Reflecting on 2011: Denver’s literary machine made an impact heard nationwide: Part one.
The Denver Library: Building budget worthy bridges in the community utilizing print and eMedia
In the midst of 2011’s worldwide economic uncertainty, libraries were threatened and closed in the UK; while suggestions to do the same here in the United States spread speculation on the worth of our own treasured libraries. In a healthy functioning democracy, citizens must be informed; with that in mind, libraries are not a privilege, they are a necessity. It is extremely disheartening to find people of influence, who see the libraries’ existence solely as just another tax pitfall. We aren’t talking about paid entertainment luxuries such as Netflix, or Blockbuster — we’re talking about the option for free education for our citizens.
The misguided claim that libraries are a waste of tax payers money is interesting because (unlike the sinking major bookstores) the Denver Public Library shows that use is up, and still offering new employment opportunities, while also embracing the media digital age — thus increasing their patronage that much more, electronically. These are basic facts, but public libraries’ economic influence runs deeper than just the employment opportunities, free eMedia and entertainment, and the promise of education to those who are interested (an educated society is a prosperous one); they provide valuable marketing for authors (new worlds described in fresh voices) — and they’re doing it without charging marketing fees, or cutting into consumers’ wallets.
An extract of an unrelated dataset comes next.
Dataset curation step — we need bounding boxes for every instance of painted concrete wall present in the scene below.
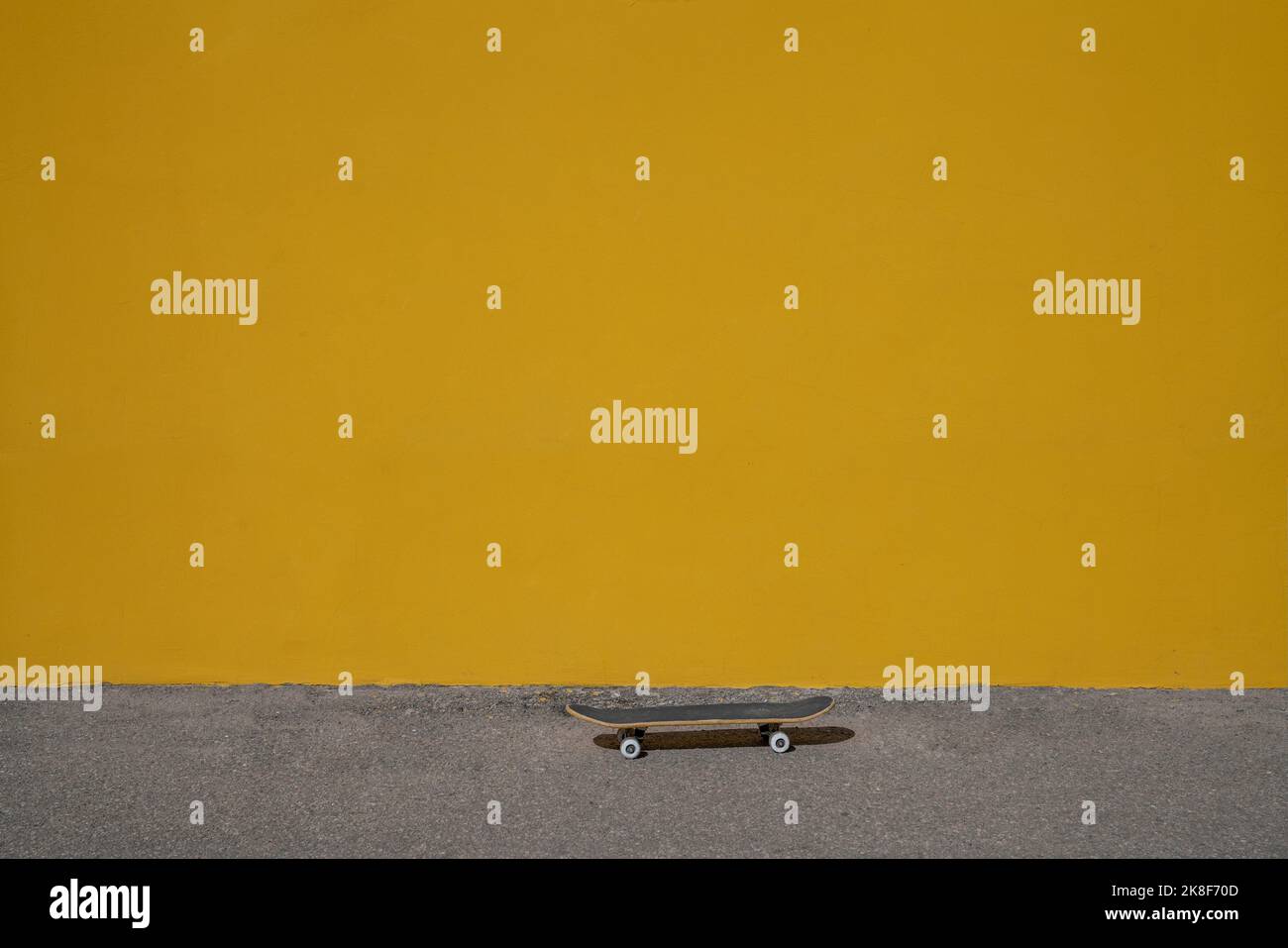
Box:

Even though libraries are becoming more and more tech savvy, the naysayers still foresee demise in the wake of technological advancements. While eReaders are becoming more popular, appealing to tech-heads everywhere, the majority of people are still turning to the tactile gratification of picking up a good book – but, ultimately, a bookie is a bookie. Somewhere between the bookworms and digital enthusiasts there must be a bridge that appeals to the common compulsion to simply read. Perhaps the link between writers and readers (page or digital) can be found within the proven method of literary promotion: word of mouth. And from ancient Egypt to present day, that word has been library. Meanwhile, the Denver Public Library continues to thrive by building and nurturing relationships with their community, found in classes, seminars, literacy programs, sales, and just plain old accessibility (by walking through their doors, or logging onto their site). Our libraries, the Denver Public Library, hold growth, wisdom, and economic stability in their hands; and they have worked hard to build the bridges. Now, with continued patronage and support, we the people can reinforce and secure their future, and in turn our own, through 2012 and well beyond.